Are there constitutional obligations above and beyond the legal requirements of office?
Should our elected officials feel bound by constitutional obligations over-and-above the legal obligations that constrain and channel their conduct in office? Professor Neil Siegel argues the answer is "yes" in a new paper, "Sustaining Collective Self-Governance and Collective Action: A Constitutional Role Morality for Presidents and Members of Congress." This paper is provocative and important. (Don't just take my word for it. This paper was also a Legal Theory Blog "Download of the Week.")
Here's the abstract:
In the United States today, the behavior of the political branches is generally viewed as more damaging to the American constitutional system than is the behavior of the federal courts. Yet constitutional law scholarship continues to focus primarily on judges and judging. This Article suggests that such scholarship should develop for presidents and members of Congress what it has long advocated for judges: a role morality that imposes normative limits on the exercise of official discretion over and above strictly legal limits. The Article first grounds a role morality for federal elected officials in two purposes of the U.S. Constitution whose vindication requires more than compliance with legal rules: securing the American conception of democracy as collective self- governance and creating a reasonably well-functioning federal government. Given its close connection to those purposes, a role morality for presidents and members of Congress is appropriately described as constitutional, not merely political.
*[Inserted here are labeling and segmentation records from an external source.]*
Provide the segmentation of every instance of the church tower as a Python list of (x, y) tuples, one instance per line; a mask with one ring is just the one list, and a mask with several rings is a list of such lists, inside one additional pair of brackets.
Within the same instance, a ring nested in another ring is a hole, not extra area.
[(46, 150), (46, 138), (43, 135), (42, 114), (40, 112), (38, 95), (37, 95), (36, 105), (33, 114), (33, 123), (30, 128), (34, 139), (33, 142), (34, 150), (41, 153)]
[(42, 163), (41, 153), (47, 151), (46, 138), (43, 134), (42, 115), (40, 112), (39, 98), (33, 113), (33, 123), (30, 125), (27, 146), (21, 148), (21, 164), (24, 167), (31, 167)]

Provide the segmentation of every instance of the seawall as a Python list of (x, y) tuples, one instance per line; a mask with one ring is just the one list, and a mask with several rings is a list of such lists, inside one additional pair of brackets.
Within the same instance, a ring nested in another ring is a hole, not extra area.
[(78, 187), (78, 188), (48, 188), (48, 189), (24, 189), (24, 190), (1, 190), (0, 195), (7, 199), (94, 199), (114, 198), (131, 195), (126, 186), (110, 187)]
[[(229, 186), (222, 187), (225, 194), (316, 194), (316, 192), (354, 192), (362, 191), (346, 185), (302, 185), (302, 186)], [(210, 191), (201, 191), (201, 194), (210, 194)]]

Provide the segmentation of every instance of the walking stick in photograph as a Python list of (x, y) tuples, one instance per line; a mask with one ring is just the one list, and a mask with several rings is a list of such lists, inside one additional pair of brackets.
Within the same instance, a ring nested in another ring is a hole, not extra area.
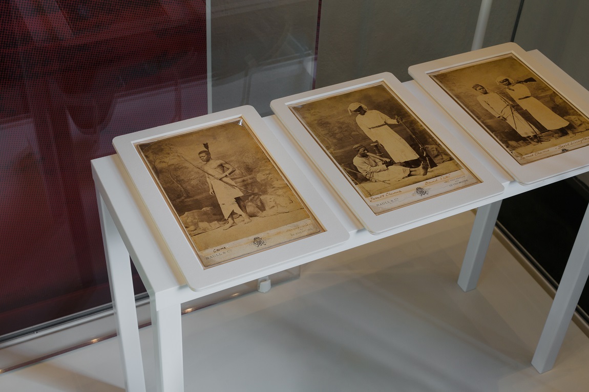
[(434, 159), (429, 156), (429, 154), (428, 154), (428, 150), (425, 149), (425, 146), (419, 141), (419, 139), (415, 137), (412, 132), (411, 132), (411, 130), (409, 129), (409, 127), (405, 125), (405, 123), (403, 122), (403, 120), (401, 119), (401, 117), (396, 117), (395, 119), (396, 120), (397, 122), (403, 125), (405, 130), (407, 131), (407, 132), (409, 132), (409, 134), (411, 135), (416, 142), (417, 142), (417, 144), (419, 145), (419, 151), (421, 151), (421, 153), (423, 154), (421, 158), (422, 158), (425, 160), (425, 164), (428, 165), (428, 168), (431, 169), (432, 168), (438, 166), (438, 164), (436, 164), (434, 161)]

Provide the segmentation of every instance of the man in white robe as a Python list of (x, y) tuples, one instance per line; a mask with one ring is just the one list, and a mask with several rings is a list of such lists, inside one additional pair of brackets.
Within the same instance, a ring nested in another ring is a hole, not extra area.
[(566, 129), (562, 129), (568, 125), (568, 121), (553, 112), (544, 104), (531, 96), (530, 89), (522, 83), (516, 83), (512, 79), (504, 77), (497, 79), (497, 84), (503, 86), (507, 94), (514, 99), (524, 110), (530, 114), (549, 131), (558, 129), (561, 134), (566, 135)]
[(537, 144), (532, 137), (535, 137), (539, 141), (541, 140), (538, 129), (516, 112), (514, 109), (514, 105), (506, 98), (496, 92), (489, 92), (480, 84), (474, 85), (472, 88), (481, 94), (477, 97), (479, 103), (494, 117), (504, 121), (532, 144)]
[[(207, 174), (209, 192), (217, 197), (223, 217), (227, 221), (227, 224), (223, 227), (223, 230), (226, 230), (237, 224), (233, 218), (233, 212), (241, 215), (244, 223), (251, 222), (251, 218), (244, 211), (244, 203), (240, 198), (243, 194), (235, 182), (227, 177), (235, 171), (235, 168), (221, 160), (212, 159), (210, 153), (207, 150), (199, 152), (198, 158), (204, 162), (203, 170)], [(240, 207), (238, 201), (241, 202), (243, 208)]]
[(391, 158), (396, 162), (419, 159), (419, 156), (403, 138), (392, 130), (389, 125), (399, 122), (378, 110), (368, 110), (366, 106), (357, 102), (350, 104), (348, 112), (357, 113), (356, 122), (372, 141), (378, 141)]

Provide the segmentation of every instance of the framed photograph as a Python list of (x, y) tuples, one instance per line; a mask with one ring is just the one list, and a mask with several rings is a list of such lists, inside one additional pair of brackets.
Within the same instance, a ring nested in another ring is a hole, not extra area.
[(529, 184), (589, 165), (587, 91), (549, 63), (508, 43), (409, 71), (516, 181)]
[(349, 238), (252, 107), (112, 144), (193, 290)]
[(270, 106), (373, 234), (503, 191), (391, 74)]

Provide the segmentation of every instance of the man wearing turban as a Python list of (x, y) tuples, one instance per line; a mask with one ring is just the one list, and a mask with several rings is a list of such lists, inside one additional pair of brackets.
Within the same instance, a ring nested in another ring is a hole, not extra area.
[(549, 131), (559, 129), (563, 135), (567, 134), (565, 129), (560, 130), (568, 125), (568, 121), (544, 105), (544, 104), (531, 96), (530, 89), (522, 83), (516, 83), (505, 77), (499, 77), (495, 81), (499, 86), (504, 87), (507, 94), (514, 99), (521, 108), (527, 110), (542, 126)]
[(368, 110), (366, 106), (357, 102), (348, 107), (350, 114), (358, 114), (356, 122), (372, 141), (378, 141), (393, 161), (406, 162), (419, 158), (417, 153), (403, 138), (389, 127), (399, 124), (396, 119), (383, 114), (378, 110)]
[(472, 89), (481, 94), (477, 97), (479, 103), (494, 117), (504, 121), (532, 144), (536, 144), (536, 142), (532, 138), (533, 137), (537, 137), (540, 140), (540, 137), (538, 129), (514, 110), (513, 104), (507, 98), (503, 98), (497, 92), (489, 92), (480, 84), (474, 85), (472, 86)]

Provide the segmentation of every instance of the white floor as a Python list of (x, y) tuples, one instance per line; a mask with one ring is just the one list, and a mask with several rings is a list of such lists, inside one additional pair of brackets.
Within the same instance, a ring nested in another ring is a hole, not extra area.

This Article then proposes some rhetorical, procedural, and substantive components of constitutional role morality, including a commitment to consult the political opposition before taking important actions and a rebuttable presumption in favor of moderation and compromise. The Article also explains how different actors in the American constitutional system should execute their professional responsibilities if they are to make it more, rather than less, likely that such a role morality will eventually be adopted and maintained. A final part anticipates objections, including the concern that the vision offered here faces significant implementation problems.
I do not agree with Professor Siegel on every point, but I think this paper seeks to initiate a discussion that is of increasing importance for our political system. In this respect, I hope the paper succeeds.